]> git.ipfire.org Git - thirdparty/systemd.git/commitdiff
basic/escape: allow truncation mode where "…" is always appended
authorZbigniew Jędrzejewski-Szmek <zbyszek@in.waw.pl>
Wed, 5 May 2021 10:53:53 +0000 (12:53 +0200)
committerZbigniew Jędrzejewski-Szmek <zbyszek@in.waw.pl>
Wed, 5 May 2021 11:59:23 +0000 (13:59 +0200)
So far we would append "…" or "..." when the string was wider than the specified
output width. But let's add a mode where the caller knows that the string being
passed is already truncated.

The condition for jumping back in utf8_escape_non_printable_full() was
off-by-one. But we only jumped to that label after doing a check with a
stronger condition, so I think it didn't matter. Now it matters because we'd
output the forced ellipsis one column too early.

src/basic/escape.c
src/basic/escape.h
src/basic/utf8.c
src/basic/utf8.h
src/test/test-escape.c
src/test/test-utf8.c

index f579f15d87e20aa0d3d40558612ace3c4a285926..2a3a0e31a1ec24291a85bfd8ada22b28fa51af89 100644 (file)
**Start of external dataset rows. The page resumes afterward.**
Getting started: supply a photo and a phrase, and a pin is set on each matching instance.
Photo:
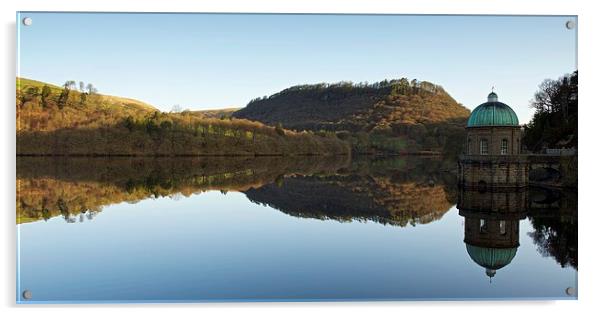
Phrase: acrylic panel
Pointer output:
(193, 157)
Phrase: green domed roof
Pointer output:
(491, 258)
(492, 113)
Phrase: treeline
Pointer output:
(387, 117)
(554, 124)
(60, 123)
(394, 87)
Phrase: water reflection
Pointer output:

@@ -368,7 +368,8 @@ char* xescape_full(const char *s, const char *bad, size_t console_width, XEscape
          * reversed with cunescape(). If XESCAPE_8_BIT is specified, characters >= 127 are let through
          * unchanged. This corresponds to non-ASCII printable characters in pre-unicode encodings.
          *
-         * If console_width is reached, output is truncated and "..." is appended. */
+         * If console_width is reached, or XESCAPE_FORCE_ELLIPSIS is set, output is truncated and "..." is
+         * appended. */
 
         if (console_width == 0)
                 return strdup("");
@@ -380,10 +381,15 @@ char* xescape_full(const char *s, const char *bad, size_t console_width, XEscape
         memset(ans, '_', MIN(strlen(s), console_width) * 4);
         ans[MIN(strlen(s), console_width) * 4] = 0;
 
+        bool force_ellipsis = FLAGS_SET(flags, XESCAPE_FORCE_ELLIPSIS);
+
         for (f = s, t = prev = prev2 = ans; ; f++) {
                 char *tmp_t = t;
 
                 if (!*f) {
+                        if (force_ellipsis)
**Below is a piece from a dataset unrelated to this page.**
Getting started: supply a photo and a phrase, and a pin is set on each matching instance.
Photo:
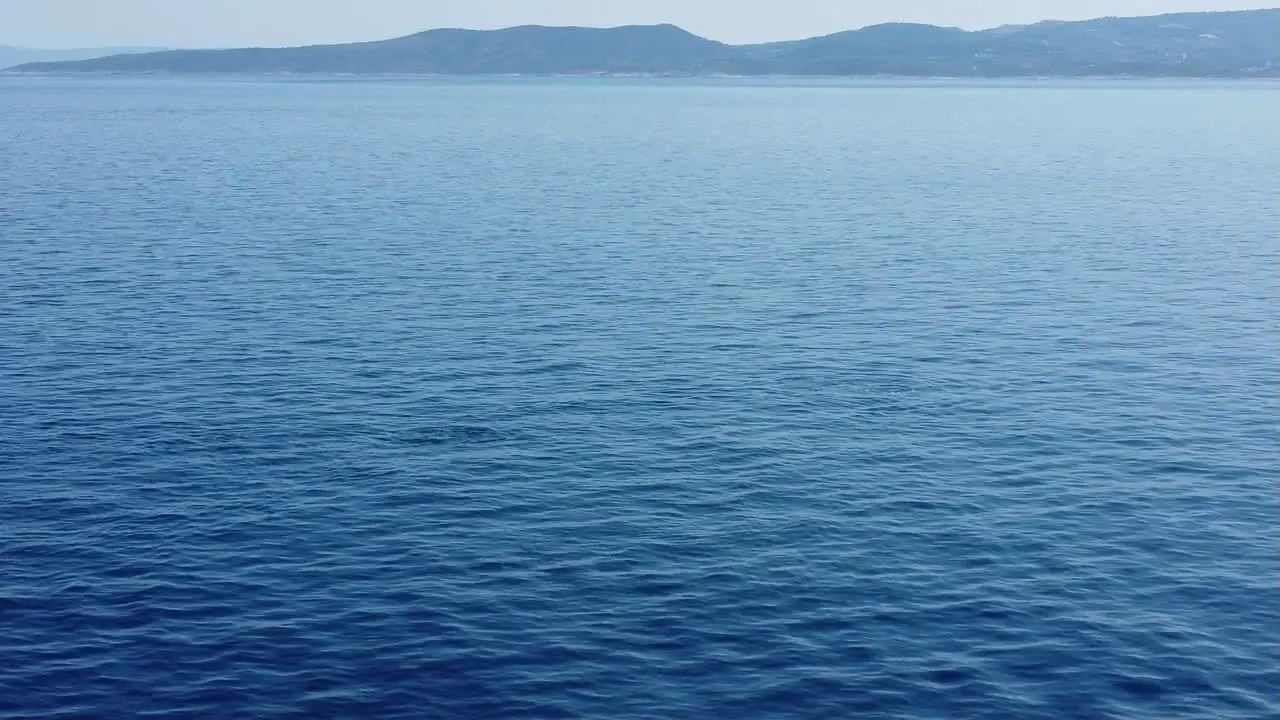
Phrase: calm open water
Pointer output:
(638, 399)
+                                break;
+
                         *t = 0;
                         return ans;
                 }
@@ -391,7 +397,7 @@ char* xescape_full(const char *s, const char *bad, size_t console_width, XEscape
                 if ((unsigned char) *f < ' ' ||
                     (!FLAGS_SET(flags, XESCAPE_8_BIT) && (unsigned char) *f >= 127) ||
                     *f == '\\' || strchr(bad, *f)) {
-                        if ((size_t) (t - ans) + 4 > console_width)
+                        if ((size_t) (t - ans) + 4 + 3 * force_ellipsis > console_width)
                                 break;
 
                         *(t++) = '\\';
@@ -399,7 +405,7 @@ char* xescape_full(const char *s, const char *bad, size_t console_width, XEscape
                         *(t++) = hexchar(*f >> 4);
                         *(t++) = hexchar(*f);
                 } else {
-                        if ((size_t) (t - ans) + 1 > console_width)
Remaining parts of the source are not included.